New Apartments Approved for Halyard Park
Kalan Haywood's City Place project north of arena moves forward.
The Vangard Group got a key city approval today for their three-building, 90-unit apartment proposal. The three phase project, known as City Place, would be built on a city-owned lot. The site, located at the southern edge of the city’s Halyard Park neighborhood, has been vacant since 2000.
Vangard Group, led by Kalan Haywood, would develop a mix of market-rate and affordable housing on the site bounded by W. Vine St., N. 5th St., W. Walnut St. and N. 6th St. The entire project has an estimated cost of $17.5 million.

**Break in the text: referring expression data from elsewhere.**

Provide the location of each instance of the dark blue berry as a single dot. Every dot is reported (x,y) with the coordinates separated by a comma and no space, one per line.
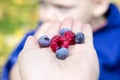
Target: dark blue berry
(62,53)
(62,31)
(79,38)
(44,41)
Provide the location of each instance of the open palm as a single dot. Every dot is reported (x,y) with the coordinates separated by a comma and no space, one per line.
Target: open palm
(37,63)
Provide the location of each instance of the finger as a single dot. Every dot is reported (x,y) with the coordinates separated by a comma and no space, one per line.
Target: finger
(87,31)
(67,23)
(77,26)
(43,29)
(53,30)
(31,43)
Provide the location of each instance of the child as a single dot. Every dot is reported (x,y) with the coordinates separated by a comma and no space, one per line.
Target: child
(105,20)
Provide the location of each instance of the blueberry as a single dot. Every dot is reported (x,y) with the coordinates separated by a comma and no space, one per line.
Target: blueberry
(62,31)
(62,53)
(79,38)
(44,41)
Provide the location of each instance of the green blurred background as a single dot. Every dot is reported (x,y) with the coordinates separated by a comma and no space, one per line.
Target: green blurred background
(16,18)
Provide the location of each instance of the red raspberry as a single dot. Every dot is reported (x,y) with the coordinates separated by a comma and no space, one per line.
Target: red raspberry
(69,35)
(54,42)
(64,41)
(58,42)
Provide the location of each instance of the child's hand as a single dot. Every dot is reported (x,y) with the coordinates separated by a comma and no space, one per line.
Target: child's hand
(37,63)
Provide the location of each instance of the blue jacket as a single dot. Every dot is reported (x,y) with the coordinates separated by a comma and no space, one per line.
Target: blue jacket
(106,42)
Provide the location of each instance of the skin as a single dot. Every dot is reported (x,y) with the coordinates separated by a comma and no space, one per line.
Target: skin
(52,13)
(37,63)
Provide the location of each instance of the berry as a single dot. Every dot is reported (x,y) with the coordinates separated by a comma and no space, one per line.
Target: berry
(44,41)
(62,53)
(54,43)
(62,31)
(69,35)
(58,42)
(79,38)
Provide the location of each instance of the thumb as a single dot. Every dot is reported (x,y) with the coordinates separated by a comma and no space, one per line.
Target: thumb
(31,43)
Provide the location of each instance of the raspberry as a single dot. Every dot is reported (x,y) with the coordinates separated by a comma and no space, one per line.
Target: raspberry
(44,41)
(62,31)
(54,42)
(69,35)
(58,42)
(79,38)
(62,53)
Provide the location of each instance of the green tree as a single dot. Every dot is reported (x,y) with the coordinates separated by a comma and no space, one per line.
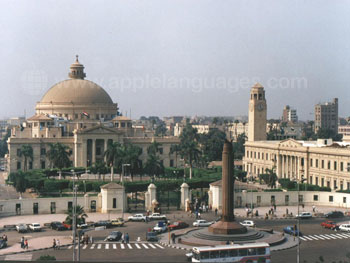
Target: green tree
(59,154)
(112,154)
(27,153)
(80,215)
(189,146)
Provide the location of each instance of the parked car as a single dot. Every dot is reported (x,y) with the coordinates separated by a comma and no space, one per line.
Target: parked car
(21,228)
(160,227)
(57,226)
(3,243)
(151,236)
(178,225)
(290,230)
(117,222)
(249,223)
(330,225)
(304,215)
(35,227)
(104,223)
(334,214)
(157,216)
(114,236)
(202,223)
(344,227)
(137,217)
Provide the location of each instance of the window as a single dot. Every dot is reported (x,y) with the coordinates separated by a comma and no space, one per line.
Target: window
(42,151)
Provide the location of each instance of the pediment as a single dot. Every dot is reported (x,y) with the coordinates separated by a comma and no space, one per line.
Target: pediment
(290,143)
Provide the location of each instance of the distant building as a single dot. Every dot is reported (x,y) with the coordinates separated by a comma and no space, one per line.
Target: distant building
(289,114)
(326,116)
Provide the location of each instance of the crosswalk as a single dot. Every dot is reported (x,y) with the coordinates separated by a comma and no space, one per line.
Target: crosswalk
(325,237)
(116,246)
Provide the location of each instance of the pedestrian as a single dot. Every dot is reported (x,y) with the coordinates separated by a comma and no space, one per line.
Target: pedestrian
(54,244)
(22,242)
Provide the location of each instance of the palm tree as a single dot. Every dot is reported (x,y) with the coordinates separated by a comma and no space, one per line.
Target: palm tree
(112,154)
(27,153)
(80,215)
(58,155)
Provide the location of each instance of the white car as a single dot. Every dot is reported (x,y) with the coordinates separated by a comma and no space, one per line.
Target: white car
(249,223)
(202,222)
(304,215)
(157,216)
(137,217)
(344,227)
(35,227)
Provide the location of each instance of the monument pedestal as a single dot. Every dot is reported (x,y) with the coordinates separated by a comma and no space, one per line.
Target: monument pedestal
(228,228)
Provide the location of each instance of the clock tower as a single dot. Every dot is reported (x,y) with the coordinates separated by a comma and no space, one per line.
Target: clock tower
(257,114)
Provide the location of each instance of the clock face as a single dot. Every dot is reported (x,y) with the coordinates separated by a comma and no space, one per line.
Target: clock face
(260,107)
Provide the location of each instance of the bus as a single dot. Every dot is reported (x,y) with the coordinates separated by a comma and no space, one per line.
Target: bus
(247,253)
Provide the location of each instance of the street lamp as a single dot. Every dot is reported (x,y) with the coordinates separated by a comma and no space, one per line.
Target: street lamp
(122,181)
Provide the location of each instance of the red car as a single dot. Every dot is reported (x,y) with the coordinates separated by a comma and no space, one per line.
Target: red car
(178,225)
(330,224)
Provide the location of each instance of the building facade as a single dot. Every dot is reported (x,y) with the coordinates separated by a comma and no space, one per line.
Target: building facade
(326,116)
(80,114)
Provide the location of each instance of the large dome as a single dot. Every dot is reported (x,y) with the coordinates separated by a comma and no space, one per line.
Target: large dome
(77,91)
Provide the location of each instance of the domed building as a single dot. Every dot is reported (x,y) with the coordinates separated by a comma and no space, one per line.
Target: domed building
(77,98)
(80,114)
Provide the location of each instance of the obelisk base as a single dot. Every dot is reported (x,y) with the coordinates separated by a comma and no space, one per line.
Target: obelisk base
(222,227)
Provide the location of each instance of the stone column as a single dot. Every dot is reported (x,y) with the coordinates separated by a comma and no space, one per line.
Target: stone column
(185,194)
(93,151)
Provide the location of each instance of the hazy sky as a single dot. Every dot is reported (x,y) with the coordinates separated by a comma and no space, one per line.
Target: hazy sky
(179,57)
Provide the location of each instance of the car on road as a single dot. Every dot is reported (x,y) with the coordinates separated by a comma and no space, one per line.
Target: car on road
(114,236)
(178,225)
(304,215)
(3,243)
(344,227)
(151,236)
(57,226)
(330,225)
(291,230)
(35,227)
(202,223)
(104,223)
(157,216)
(334,214)
(137,217)
(160,227)
(249,223)
(117,222)
(21,228)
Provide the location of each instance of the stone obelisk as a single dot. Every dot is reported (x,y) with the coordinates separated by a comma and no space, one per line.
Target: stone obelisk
(227,224)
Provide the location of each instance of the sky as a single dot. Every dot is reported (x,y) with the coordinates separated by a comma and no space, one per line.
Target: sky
(180,57)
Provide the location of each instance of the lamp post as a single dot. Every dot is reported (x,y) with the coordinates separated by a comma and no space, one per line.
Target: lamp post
(122,181)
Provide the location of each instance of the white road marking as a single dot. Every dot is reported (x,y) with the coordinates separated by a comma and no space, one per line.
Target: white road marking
(151,245)
(159,246)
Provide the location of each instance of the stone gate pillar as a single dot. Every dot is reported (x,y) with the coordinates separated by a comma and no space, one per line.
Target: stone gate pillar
(185,195)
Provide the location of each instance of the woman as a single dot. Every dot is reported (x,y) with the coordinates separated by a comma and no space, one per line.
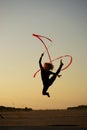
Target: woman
(45,74)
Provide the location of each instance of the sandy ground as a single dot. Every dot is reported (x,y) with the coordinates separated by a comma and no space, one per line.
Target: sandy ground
(44,119)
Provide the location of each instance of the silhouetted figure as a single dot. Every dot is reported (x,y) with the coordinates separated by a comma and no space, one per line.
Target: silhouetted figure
(45,75)
(1,116)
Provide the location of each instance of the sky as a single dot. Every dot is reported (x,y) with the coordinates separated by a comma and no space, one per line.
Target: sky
(65,23)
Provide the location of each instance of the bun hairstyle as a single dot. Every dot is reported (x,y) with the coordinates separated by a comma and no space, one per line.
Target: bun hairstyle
(48,66)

Phase one would include a four-story building with 51 units, 43 of which would be affordable housing built with low-income housing tax credits. Twelve of the units would be townhomes with private entrances. City documents note it has an estimated cost of $8.8 million.
The third and final phase of the project, would be a 3-story, 30-unit building built at the southeast corner of N. 6th St. and W. Vine St. The third phase carries an estimated cost of $7.5 million and would be entirely market-rate rental housing.

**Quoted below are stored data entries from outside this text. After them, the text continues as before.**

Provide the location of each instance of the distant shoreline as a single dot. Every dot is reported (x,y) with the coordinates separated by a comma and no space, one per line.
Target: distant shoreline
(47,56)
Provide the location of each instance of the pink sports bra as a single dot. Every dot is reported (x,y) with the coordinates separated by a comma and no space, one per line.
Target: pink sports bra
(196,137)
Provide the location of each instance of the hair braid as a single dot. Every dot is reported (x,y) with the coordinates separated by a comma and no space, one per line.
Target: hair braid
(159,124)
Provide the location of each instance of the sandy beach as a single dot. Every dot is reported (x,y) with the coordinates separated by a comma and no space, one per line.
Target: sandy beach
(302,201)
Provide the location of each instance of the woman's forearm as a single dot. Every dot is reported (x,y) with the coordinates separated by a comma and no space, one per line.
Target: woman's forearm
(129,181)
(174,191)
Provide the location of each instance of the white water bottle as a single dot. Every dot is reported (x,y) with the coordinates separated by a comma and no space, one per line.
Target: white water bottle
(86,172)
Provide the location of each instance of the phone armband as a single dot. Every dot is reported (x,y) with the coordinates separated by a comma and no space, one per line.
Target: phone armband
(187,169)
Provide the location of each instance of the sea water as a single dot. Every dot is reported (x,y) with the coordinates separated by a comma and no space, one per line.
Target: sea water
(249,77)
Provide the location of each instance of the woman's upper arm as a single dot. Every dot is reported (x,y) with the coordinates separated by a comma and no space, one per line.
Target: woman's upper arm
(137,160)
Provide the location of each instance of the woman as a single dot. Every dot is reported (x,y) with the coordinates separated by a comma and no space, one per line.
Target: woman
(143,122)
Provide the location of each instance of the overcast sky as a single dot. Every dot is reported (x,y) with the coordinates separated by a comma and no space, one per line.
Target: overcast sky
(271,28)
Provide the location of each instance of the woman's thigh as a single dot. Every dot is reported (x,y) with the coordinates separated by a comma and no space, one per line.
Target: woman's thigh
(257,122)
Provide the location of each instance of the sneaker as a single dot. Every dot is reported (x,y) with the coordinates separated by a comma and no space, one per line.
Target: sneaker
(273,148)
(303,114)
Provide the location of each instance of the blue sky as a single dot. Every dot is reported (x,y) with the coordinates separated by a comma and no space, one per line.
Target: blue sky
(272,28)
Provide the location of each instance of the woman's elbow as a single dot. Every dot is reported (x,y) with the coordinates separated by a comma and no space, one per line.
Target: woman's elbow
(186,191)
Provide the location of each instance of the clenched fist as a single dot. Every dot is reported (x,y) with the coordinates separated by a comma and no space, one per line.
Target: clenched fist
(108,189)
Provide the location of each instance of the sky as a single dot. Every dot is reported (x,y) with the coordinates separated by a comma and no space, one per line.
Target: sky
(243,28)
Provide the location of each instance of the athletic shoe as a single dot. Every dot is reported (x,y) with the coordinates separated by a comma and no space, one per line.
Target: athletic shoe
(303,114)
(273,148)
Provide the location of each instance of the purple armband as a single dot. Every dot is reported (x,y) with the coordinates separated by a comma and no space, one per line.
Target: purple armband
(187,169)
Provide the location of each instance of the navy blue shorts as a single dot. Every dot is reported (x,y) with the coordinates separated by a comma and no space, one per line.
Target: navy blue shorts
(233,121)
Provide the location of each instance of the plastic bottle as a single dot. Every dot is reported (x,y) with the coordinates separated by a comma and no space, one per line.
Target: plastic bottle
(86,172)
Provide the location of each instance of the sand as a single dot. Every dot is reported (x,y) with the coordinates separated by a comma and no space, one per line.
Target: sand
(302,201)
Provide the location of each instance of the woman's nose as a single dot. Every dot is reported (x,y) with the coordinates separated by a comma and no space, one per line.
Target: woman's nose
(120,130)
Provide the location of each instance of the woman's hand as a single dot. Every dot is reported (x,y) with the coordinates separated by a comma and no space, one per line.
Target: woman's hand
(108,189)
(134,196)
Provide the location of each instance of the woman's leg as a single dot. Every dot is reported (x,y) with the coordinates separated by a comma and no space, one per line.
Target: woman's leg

According to city documents, the entire project is expected to be completed by April 30th, 2021. The first phase is scheduled to get underway this year.
The project is being designed by Korb & Associates. Korb previously worked with Vangard on the Ingram Place Apartments and the conversion of the historic Germania Building from office space to apartments.
The 1.48 acre lot is really a collection of 19 lots that Vangard and co-developer Cardinal Capital Management will acquire from the Redevelopment Authority of the City of Milwaukee. The site was formerly all single-family homes that the city began demolishing in the 1970’s according to project architect Jason Korb.
The project drew praise from area alderwoman Milele A. Coggs. Coggs stated “I do want to commend Mr. Haywood for working with the neighborhood because this wasn’t the original design. There were concerns about tax credit projects in the area because they are plentiful in the district.”
Haywood stated that the neighbors wanted a project like Germania Building. He told the committee that when he inquired more about what they meant he found that they didn’t mind the high density, and in fact would have supported a taller building, but wanted a project closer to half low-income housing units. That’s in effect what Haywood is now proposing with 43 of the 90 units being set aside for those qualifying for rent assistance.
Because the developers are buying land from the city’s redevelopment authority they will be required to meet the city’s Residents Preference Program for 40 percent of the total worker hours on the project. RPP is a city-program aimed at creating jobs for unemployed or underemployed city residents. The developers will also need to hire city-certified Small Business Enterprises for 18 percent of the professional services costs and 25 percent of the construction and supply costs.
In exchange for the local hiring, Vangard and Cardinal Capital will be able to acquire the site in phases for $50,000.
The project was unanimously approved by the city’s Zoning, Neighborhoods & Development Committee. It will go before the full Milwaukee Common Council on June 20th.